More on The Tablet, Reinvented

In recent weeks, two different sources have said the same thing: "Before he became Pope, Ratzinger read The Tablet. Who knows, he might still...."

To think: the Fluffiness might be getting part of his feed on what's doing in the US church from me. Wow.

That said, The Independent speaks today with our fearless leader, Catherine Pepinster, and sings the praises of The World's Best Catholic Paper, now in reinvigorated form:
If there is a new Catholic power nexus in the UK, The Tablet has positioned itself as the main forum for debate. Contributors include well-known journalists such as Mark Lawson and The Daily Telegraph's Christopher Howse as well as leading academics, while Mrs Blair has also written for the weekly. Illustrious contributors from previous decades included Evelyn Waugh and Graham Greene. Nor is the readership confined to the Catholic Church. The title is popular with Anglicans, including the Archbishop of Canterbury Rowan Williams and his wife, Jane, who has written a Lenten reflection in the latest issue....

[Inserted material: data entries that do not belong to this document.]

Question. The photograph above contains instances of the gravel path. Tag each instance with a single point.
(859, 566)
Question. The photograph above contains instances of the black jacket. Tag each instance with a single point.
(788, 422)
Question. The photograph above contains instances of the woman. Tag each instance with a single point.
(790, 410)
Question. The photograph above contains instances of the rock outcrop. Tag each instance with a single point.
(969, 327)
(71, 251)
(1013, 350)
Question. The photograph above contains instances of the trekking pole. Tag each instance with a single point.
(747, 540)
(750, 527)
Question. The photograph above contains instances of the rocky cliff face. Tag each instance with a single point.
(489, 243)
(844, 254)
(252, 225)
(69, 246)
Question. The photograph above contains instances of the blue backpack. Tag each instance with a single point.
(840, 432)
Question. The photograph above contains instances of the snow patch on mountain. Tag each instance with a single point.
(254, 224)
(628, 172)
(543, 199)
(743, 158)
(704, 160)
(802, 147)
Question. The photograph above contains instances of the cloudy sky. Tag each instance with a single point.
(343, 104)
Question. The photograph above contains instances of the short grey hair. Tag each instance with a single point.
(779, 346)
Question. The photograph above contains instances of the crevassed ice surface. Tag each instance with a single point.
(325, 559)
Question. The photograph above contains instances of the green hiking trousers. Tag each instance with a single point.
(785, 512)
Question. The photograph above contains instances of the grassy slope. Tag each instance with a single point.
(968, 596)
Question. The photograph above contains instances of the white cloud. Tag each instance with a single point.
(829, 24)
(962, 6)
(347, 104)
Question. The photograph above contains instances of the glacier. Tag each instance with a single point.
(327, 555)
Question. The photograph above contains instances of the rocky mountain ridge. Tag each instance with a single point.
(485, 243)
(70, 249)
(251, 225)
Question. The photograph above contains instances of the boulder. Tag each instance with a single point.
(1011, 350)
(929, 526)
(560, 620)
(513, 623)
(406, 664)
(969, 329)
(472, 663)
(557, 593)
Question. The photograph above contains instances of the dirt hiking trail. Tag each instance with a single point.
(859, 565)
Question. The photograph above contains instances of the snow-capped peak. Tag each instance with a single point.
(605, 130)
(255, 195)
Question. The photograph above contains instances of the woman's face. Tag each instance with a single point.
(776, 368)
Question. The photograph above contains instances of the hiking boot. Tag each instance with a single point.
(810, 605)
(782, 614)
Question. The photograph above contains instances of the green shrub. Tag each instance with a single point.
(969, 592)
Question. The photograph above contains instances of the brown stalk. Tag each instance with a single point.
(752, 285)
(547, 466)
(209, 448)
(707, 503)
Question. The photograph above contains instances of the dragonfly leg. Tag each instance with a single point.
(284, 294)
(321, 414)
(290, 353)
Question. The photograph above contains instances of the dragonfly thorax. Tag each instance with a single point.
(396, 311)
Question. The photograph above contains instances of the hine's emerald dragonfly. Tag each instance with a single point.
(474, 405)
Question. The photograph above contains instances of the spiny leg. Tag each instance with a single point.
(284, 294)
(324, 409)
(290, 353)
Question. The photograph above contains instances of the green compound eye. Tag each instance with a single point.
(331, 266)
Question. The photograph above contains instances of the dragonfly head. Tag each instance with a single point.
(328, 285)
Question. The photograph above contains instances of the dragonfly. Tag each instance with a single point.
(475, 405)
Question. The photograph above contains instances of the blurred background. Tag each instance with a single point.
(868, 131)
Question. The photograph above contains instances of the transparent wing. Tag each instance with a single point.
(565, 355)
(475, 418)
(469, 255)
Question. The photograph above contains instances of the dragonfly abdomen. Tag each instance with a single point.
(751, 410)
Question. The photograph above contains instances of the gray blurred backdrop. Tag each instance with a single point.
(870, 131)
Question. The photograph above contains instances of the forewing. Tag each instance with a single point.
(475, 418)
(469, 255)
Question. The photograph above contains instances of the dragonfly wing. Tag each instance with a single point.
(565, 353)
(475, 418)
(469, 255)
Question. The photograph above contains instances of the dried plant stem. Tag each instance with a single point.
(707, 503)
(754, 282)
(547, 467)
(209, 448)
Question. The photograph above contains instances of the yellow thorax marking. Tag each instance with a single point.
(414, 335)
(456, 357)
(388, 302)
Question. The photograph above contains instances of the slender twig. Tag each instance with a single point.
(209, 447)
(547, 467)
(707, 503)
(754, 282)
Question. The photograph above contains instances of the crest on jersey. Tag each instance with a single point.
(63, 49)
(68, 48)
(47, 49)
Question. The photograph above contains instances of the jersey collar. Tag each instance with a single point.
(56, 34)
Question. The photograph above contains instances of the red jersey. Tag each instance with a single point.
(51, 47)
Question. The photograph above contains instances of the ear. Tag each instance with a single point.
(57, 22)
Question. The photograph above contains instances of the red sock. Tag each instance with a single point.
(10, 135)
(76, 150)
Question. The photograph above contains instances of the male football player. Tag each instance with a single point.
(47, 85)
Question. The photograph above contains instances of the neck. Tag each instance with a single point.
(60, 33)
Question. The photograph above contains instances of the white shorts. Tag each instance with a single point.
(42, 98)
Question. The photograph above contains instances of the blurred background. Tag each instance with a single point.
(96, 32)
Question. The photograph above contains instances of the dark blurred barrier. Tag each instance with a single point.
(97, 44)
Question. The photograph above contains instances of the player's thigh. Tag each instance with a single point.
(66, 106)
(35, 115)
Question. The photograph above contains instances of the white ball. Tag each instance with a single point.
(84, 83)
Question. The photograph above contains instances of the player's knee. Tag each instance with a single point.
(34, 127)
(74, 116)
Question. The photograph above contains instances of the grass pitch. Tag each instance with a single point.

Despite friends in high places, the journal, owned by an independent charitable trust (the Independent News and Media owner Tony O'Reilly is a trustee), has invoked the wrath of some clerics for its coverage of controversial issues including the use of condoms in the prevention of Aids, sex-abuse scandals and contraception. Some parish priests have even banned the title, which has traditionally been sold through churches as well as by subscription. "They think it's a bad influence on their flocks," says Pepinster. "It is particularly annoying when a priest has a subscription and is keeping tabs on us himself, but won't allow it in his church."
Just like the darlings who seethe, seethe and (just in case you didn't get it already) seethe at these Whispers but can't bring themselves to, you know, just stop reading them already.

I find said addiction-denial cycle amusing, actually. Quite the allegory for, er, other things....
One of the that reasons leading Anglicans are attracted to The Tablet may be the lack of an equivalent publication in their own church.
And because, as The Tablet recently reported, they like our vestments.